Мэтр Инголс застал их с бокалами в руках. И с улыбками.
– Надеюсь, – предположил он, – я истолковал намек верно. Бумаги готовы, собственно говоря, они готовы уже две недели, я ждал лишь оказии.
– Лучшая оказия – сам адресат, – Рокэ поднялся, он всегда знал, где хранят вино и бокалы. – Когда будете ложиться, не забудьте зажечь в кабинете свет, ведь вы работаете. Выпьете?
– Разумеется и разумеется, – законник с достоинством утвердился в кресле. – Однажды я не понял вашего замысла, и это ударило по моему самолюбию. Я привык считать, что знаю нужду клиента лучше самого клиента.
– У меня еще нет замысла.
– Опять? – поднял брови адвокат. – Но граф Савиньяк мне оплатил саграннский казус, и я счел возможным принять плату.

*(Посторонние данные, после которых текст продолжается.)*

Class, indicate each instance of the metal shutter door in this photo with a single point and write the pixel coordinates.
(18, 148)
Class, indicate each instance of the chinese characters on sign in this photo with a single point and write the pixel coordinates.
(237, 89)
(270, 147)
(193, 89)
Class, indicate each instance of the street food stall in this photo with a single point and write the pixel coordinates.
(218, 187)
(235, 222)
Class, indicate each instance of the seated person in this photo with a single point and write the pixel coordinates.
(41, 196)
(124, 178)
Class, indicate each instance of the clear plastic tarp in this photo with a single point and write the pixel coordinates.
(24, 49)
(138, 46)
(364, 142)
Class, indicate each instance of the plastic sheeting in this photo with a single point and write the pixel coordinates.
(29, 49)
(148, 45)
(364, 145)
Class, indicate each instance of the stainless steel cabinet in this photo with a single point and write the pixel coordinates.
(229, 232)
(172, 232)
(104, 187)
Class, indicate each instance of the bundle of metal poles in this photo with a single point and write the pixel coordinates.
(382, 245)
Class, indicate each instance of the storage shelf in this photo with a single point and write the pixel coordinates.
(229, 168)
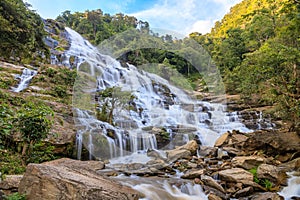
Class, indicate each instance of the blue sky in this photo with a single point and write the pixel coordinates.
(180, 16)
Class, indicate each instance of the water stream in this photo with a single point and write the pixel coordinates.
(25, 79)
(143, 102)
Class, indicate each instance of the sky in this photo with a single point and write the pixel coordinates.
(179, 16)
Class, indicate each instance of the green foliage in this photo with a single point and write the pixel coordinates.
(5, 124)
(11, 162)
(256, 47)
(15, 196)
(263, 182)
(34, 121)
(267, 184)
(97, 26)
(41, 152)
(21, 32)
(112, 100)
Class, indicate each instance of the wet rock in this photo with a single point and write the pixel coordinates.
(59, 180)
(247, 162)
(235, 175)
(293, 165)
(191, 146)
(266, 196)
(10, 184)
(222, 139)
(221, 154)
(214, 192)
(177, 154)
(209, 181)
(212, 196)
(193, 174)
(207, 151)
(182, 152)
(234, 151)
(244, 192)
(272, 173)
(273, 142)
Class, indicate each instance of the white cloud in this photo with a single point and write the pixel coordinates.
(185, 16)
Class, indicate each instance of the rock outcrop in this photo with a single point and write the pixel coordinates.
(71, 179)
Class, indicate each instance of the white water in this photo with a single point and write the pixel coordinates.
(157, 104)
(25, 79)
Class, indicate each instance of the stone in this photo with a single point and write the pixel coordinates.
(212, 196)
(211, 190)
(176, 154)
(267, 196)
(244, 192)
(71, 179)
(233, 151)
(191, 146)
(235, 175)
(293, 165)
(222, 154)
(247, 162)
(239, 139)
(222, 139)
(207, 151)
(183, 152)
(10, 184)
(273, 142)
(272, 173)
(209, 181)
(193, 174)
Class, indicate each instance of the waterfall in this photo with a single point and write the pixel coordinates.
(154, 102)
(25, 79)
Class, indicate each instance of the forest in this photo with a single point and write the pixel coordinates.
(254, 49)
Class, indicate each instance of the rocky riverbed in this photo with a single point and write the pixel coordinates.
(239, 166)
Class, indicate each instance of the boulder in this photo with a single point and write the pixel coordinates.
(209, 181)
(183, 152)
(212, 196)
(71, 179)
(191, 146)
(193, 174)
(235, 175)
(247, 162)
(222, 139)
(221, 154)
(266, 196)
(272, 173)
(10, 184)
(177, 154)
(243, 192)
(207, 151)
(293, 165)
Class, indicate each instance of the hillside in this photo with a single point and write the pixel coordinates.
(256, 47)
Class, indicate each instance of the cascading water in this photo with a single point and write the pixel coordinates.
(153, 102)
(25, 79)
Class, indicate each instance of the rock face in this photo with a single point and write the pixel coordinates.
(272, 173)
(247, 162)
(71, 179)
(236, 175)
(10, 184)
(184, 151)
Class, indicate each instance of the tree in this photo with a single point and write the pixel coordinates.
(21, 32)
(34, 121)
(110, 100)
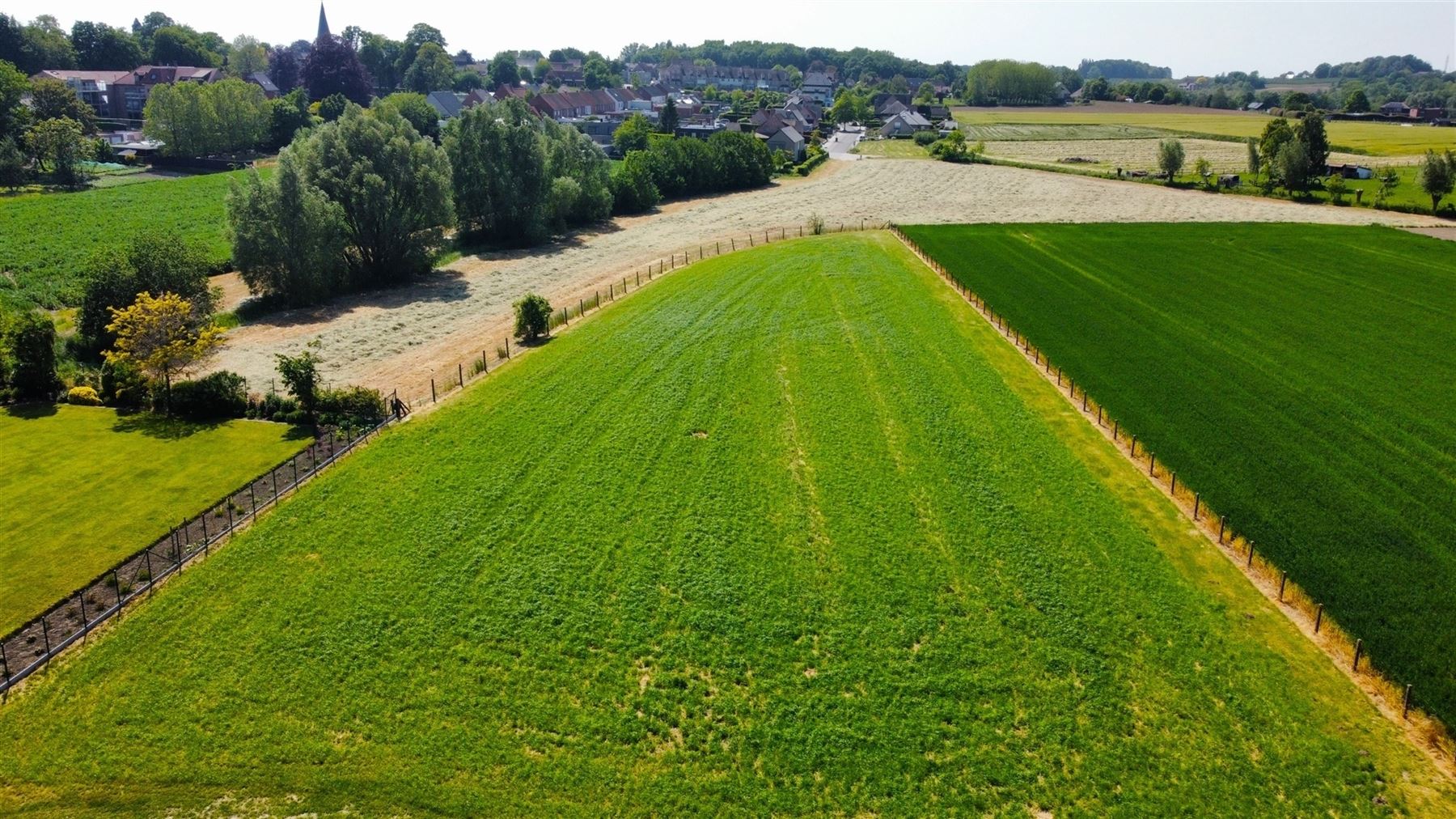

– Тем не менее великая Бакрия – импровизация. Выезжая из Олларии, я знал лишь, что буду защищать нечто мирное от воинственной Кагеты.
– Вы могли ничего не найти.
– Не мог. Бириссцы должны были кого-то есть прежде, чем их приручил Адгемар, а тех, кого едят или съели, всегда можно объявить мирными. Сейчас мне надо встретиться и переговорить с Лионелем. К чему мы придем, спрашивайте кошек.